Wir reisten zurück am 25.4.2019, das war der 4. Jahrestag des verheerenden Bebens von 2015. Wenige Tage zuvor gab es ein kleines Nachbeben, das unseren Frühstückstisch etwas verruckelte, über das sich aber außer uns niemand besonders aufhielt. Wäre es wie 2015 ein Beben mit 7,2 und nicht mit 3,2 gewesen, wäre das sicherlich anders gewesen.
Überhaupt und sowieso kamen wir uns ständig ein bisschen wie aus der Zeit gefallen vor. Wir kamen an im Jahre 2075 (ja, tatsächlich!), es folgte der Neujahrstag 2076 (in unserer Zeitrechnung der 14. April 2019).
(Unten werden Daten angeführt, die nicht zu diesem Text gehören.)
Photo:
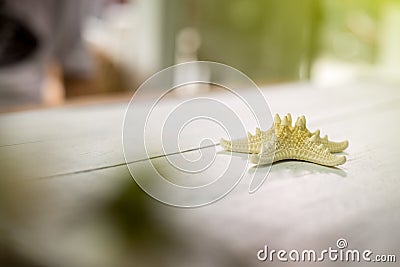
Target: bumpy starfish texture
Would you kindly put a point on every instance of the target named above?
(284, 141)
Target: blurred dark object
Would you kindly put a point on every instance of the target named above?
(17, 41)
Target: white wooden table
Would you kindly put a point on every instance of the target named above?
(57, 164)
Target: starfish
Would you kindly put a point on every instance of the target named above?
(284, 141)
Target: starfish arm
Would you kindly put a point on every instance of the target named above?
(336, 147)
(318, 157)
(241, 146)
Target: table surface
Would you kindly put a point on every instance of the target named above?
(71, 155)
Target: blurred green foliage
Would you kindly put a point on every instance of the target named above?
(277, 40)
(270, 41)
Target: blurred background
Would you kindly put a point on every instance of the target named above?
(55, 51)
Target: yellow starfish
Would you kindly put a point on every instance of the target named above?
(284, 141)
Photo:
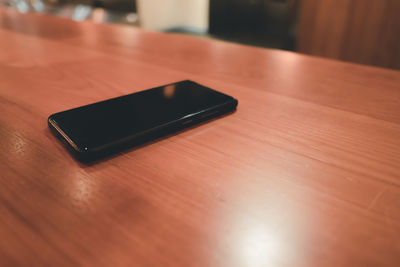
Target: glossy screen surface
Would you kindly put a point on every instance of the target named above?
(105, 122)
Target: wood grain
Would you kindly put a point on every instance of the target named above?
(361, 31)
(305, 173)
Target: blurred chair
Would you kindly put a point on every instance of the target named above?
(361, 31)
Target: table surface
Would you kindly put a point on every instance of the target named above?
(305, 173)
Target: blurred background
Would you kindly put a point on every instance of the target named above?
(360, 31)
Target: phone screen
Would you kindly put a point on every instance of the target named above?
(102, 123)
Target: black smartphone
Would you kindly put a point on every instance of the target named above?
(103, 128)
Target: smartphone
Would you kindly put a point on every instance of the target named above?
(97, 130)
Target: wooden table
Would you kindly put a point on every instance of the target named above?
(305, 173)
Das war ein großes Glück, denn überall fanden wir Opferfeste, Rituale, schön gekleidete und geschmückte Menschen vor. Der Samstag ist in Nepal der Sonntag und die angekündigte Verkehrsruhe in Kathmandu entpuppte sich als Großstau, weil viele Menschen zu den Tempeln und Opferstätten unterwegs waren. Sehr spannend!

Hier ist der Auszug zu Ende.